Re: Streaming replication and a disk full in primary

From: Heikki Linnakangas <heikki(dot)linnakangas(at)enterprisedb(dot)com>
To: Fujii Masao <masao(dot)fujii(at)gmail(dot)com>
Cc: PostgreSQL-development <pgsql-hackers(at)postgresql(dot)org>
Subject: Re: Streaming replication and a disk full in primary
Date: 2010-01-21 14:10:39
Message-ID: 4B58605F.8090908@enterprisedb.com
Views: Raw Message | Whole Thread | Download mbox | Resend email
Thread:
Lists: pgsql-hackers

Fujii Masao wrote:
> If the primary has a connected standby, the WAL files required for
> the standby cannot be deleted. So if it has fallen too far behind
> for some reasons, a disk full failure might occur on the primary.
> This is one of the problems that should be fixed for v9.0.
>
> We can cope with that case by carefully monitoring the standby lag.
> In addition to this, I think that we should put an upper limit on
> the number of WAL files held in pg_xlog for the standby (i.e.,
> the maximum delay of the standby) as a safeguard against a disk
> full error.
>
> The attached patch introduces new GUC 'replication_lag_segments'
> which specifies the maximum number of WAL files held in pg_xlog
> to send to the standby. The replication to the standby which
> falls more than the upper limit behind is automatically terminated,
> which would avoid a disk full erro on the primary.

Thanks!

I don't think we should do the check XLogWrite(). There's really no
reason to kill the standby connections before the next checkpoint, when
the old WAL files are recycled. XLogWrite() is in the critical path of
normal operations, too.

There's another important reason for that: If archiving is not working
for some reason, the standby can't obtain the old segments from the
archive either. If we refuse to stream such old segments, and they're
not getting archived, the standby has no way to catch up until archiving
is fixed. Allowing streaming of such old segments is free wrt. disk
space, because we're keeping the files around anyway.

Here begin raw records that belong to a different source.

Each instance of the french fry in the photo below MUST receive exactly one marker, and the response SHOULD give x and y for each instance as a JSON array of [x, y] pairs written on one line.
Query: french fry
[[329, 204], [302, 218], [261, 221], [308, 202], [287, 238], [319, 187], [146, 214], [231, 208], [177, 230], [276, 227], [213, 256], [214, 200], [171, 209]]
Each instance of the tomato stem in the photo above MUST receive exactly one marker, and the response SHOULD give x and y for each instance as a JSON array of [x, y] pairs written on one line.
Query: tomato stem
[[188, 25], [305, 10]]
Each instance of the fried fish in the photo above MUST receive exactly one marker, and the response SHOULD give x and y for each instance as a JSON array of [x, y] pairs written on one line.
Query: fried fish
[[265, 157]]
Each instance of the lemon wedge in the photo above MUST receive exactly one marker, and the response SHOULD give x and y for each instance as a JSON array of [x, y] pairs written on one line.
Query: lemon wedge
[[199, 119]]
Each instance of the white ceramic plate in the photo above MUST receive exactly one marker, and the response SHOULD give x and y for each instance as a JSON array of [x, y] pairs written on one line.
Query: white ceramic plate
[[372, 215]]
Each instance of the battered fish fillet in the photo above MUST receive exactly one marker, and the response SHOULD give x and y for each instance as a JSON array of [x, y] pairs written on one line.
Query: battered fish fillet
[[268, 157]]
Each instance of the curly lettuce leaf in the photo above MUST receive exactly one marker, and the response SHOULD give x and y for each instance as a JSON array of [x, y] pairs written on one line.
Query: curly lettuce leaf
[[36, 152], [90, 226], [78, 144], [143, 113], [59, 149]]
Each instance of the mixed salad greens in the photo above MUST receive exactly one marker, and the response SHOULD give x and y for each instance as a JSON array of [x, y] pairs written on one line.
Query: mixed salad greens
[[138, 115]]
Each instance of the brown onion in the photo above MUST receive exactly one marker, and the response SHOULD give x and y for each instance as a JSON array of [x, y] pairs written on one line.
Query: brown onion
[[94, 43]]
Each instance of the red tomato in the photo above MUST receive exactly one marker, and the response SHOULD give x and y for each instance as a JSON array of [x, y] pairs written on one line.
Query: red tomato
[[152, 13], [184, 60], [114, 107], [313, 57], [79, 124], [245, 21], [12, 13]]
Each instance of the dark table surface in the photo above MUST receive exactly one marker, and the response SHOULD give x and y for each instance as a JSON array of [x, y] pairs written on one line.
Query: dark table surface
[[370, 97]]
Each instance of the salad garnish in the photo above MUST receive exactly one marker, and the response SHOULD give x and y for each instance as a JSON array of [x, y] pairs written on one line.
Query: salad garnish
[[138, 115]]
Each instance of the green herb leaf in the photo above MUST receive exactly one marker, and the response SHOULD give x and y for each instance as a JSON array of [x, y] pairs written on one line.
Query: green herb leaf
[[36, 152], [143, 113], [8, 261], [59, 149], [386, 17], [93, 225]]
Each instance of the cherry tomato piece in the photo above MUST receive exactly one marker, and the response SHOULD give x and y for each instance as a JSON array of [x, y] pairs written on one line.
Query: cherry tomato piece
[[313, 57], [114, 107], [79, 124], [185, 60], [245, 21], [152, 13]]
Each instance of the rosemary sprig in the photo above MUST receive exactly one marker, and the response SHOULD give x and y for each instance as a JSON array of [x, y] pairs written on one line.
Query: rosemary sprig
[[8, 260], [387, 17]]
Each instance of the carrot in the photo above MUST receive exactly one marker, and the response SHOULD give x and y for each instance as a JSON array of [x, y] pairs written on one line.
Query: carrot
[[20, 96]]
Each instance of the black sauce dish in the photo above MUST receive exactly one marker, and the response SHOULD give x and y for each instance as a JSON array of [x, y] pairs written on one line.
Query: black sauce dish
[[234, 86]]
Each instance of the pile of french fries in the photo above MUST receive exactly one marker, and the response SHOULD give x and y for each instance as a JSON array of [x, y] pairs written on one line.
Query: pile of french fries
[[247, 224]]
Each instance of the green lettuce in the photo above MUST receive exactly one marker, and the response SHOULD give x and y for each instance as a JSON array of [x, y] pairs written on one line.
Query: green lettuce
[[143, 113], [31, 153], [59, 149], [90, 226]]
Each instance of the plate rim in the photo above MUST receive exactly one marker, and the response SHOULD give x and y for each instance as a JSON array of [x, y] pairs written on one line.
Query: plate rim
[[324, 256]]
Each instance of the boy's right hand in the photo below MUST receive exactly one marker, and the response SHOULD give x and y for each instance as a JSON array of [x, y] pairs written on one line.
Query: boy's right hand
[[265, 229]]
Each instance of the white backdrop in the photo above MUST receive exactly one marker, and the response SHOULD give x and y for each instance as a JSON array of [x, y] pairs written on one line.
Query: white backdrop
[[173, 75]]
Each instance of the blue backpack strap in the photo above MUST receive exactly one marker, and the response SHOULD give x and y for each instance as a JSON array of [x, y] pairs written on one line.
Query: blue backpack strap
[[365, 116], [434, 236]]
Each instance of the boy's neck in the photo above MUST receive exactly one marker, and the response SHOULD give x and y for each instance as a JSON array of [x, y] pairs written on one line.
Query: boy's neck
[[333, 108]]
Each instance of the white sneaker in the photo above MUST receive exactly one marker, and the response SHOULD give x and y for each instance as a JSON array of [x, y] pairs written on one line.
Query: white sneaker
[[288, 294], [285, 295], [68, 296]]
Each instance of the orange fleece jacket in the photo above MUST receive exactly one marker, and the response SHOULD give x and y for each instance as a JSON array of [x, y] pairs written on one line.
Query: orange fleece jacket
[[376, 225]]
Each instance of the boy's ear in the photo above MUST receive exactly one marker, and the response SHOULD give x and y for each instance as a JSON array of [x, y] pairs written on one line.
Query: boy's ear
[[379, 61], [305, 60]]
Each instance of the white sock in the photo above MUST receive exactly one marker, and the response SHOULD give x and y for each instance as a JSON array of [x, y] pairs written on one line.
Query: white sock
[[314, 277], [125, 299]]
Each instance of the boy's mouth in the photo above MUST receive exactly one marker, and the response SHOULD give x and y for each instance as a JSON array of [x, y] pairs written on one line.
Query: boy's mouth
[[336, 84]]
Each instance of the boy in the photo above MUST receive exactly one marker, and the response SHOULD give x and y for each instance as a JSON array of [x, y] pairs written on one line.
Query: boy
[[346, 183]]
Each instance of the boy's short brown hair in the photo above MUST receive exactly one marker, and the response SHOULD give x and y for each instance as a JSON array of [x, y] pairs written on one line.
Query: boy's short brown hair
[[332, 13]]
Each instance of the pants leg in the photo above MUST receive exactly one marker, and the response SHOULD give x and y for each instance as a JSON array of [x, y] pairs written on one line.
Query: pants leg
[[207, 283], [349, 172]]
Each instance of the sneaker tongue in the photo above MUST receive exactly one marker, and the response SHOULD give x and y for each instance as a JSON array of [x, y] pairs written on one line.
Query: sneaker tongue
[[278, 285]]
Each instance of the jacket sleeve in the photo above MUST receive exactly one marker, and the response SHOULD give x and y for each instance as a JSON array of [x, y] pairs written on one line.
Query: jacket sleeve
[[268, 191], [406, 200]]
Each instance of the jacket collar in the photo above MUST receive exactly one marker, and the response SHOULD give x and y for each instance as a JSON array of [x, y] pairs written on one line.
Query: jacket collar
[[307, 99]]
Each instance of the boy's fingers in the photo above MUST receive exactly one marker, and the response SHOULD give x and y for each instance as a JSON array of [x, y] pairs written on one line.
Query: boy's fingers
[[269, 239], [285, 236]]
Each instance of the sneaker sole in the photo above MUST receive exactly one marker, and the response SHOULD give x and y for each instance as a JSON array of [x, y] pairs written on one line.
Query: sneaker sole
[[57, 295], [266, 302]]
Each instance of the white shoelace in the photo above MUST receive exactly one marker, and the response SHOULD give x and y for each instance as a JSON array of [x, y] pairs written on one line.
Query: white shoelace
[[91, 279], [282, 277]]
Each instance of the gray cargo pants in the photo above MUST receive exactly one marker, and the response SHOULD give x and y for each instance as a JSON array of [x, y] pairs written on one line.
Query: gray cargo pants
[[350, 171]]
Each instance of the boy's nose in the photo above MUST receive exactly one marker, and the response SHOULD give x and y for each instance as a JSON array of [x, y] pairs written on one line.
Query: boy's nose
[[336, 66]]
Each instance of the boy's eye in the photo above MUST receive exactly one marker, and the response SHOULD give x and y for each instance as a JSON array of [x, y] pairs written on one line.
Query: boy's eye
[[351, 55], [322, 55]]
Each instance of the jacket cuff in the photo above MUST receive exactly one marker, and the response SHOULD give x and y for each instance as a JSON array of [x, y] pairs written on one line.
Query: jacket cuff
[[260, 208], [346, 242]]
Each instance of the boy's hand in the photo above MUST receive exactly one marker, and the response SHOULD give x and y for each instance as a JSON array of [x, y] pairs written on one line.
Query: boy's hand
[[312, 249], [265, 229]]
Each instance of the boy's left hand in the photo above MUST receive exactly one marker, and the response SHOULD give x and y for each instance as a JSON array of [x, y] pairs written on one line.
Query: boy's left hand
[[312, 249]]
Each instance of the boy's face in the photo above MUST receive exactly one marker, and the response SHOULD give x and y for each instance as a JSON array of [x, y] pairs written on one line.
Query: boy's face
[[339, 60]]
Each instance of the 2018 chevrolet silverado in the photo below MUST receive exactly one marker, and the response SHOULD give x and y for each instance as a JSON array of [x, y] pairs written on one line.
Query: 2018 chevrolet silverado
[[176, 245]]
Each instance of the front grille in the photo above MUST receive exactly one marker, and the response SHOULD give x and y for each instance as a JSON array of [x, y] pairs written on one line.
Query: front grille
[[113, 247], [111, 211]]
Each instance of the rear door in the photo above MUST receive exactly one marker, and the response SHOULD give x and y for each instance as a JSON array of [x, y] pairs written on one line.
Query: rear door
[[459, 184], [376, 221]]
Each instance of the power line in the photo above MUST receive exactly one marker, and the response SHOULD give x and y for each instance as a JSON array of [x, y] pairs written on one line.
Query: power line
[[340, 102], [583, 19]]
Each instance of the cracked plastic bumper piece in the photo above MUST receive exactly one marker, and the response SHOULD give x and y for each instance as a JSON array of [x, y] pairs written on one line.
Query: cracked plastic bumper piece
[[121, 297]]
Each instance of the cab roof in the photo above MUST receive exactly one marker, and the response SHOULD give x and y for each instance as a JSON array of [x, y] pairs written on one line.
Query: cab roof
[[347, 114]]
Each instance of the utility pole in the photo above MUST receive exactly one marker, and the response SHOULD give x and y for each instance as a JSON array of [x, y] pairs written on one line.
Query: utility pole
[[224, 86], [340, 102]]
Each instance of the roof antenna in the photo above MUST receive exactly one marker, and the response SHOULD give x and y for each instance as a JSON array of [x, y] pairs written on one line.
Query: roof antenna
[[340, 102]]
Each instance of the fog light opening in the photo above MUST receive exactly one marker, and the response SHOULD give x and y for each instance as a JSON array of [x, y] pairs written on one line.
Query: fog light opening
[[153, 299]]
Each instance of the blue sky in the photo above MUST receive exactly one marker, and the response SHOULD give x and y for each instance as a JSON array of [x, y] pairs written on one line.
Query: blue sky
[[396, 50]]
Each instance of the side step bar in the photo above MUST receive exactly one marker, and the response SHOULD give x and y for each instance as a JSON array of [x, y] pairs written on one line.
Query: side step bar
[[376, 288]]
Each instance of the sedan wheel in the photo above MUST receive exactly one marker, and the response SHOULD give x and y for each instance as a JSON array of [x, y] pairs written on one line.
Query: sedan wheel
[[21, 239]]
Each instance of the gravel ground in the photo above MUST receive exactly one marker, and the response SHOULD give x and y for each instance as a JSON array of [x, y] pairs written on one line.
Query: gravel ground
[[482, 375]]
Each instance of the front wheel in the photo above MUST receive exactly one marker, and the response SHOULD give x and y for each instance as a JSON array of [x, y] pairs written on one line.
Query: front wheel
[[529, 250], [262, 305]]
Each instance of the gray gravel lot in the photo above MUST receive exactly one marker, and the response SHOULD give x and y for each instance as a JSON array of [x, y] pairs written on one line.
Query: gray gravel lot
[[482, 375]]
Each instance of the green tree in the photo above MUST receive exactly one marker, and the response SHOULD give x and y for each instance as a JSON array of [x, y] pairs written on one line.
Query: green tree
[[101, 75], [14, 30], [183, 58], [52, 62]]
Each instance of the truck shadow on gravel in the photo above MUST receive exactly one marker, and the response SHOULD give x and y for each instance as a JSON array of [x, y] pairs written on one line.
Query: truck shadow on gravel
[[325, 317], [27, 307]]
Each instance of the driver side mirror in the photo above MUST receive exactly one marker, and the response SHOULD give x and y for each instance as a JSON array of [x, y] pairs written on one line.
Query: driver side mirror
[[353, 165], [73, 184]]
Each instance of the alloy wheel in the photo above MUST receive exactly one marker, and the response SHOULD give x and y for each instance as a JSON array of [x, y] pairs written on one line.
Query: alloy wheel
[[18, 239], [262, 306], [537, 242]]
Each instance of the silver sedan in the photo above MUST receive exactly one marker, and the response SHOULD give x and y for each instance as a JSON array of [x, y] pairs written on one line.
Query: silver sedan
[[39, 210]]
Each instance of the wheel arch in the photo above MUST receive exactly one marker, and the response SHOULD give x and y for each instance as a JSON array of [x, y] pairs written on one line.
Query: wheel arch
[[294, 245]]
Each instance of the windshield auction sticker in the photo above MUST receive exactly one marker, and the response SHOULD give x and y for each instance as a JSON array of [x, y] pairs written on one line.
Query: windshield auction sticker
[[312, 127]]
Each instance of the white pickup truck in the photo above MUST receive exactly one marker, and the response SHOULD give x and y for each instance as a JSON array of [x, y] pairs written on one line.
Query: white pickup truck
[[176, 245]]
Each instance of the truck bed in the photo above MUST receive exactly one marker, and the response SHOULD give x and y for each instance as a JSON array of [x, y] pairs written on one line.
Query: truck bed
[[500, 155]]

Walreceiver will get an error if it tries to open a segment that's been
deleted or recycled already. The dangerous situation we need to avoid is
when walreceiver holds a file open while bgwriter recycles it.
Walreceiver will merrily continue streaming data from it, even though
it's be overwritten by new data already.

A straightforward fix is to keep an "newest recycled XLogRecPtr" in
shared memory that RemoveOldXlogFiles() updates. Walreceiver checks it
right after read()ing from a file, before sending it to the client, and
throws an error if the data it read() was already recycled.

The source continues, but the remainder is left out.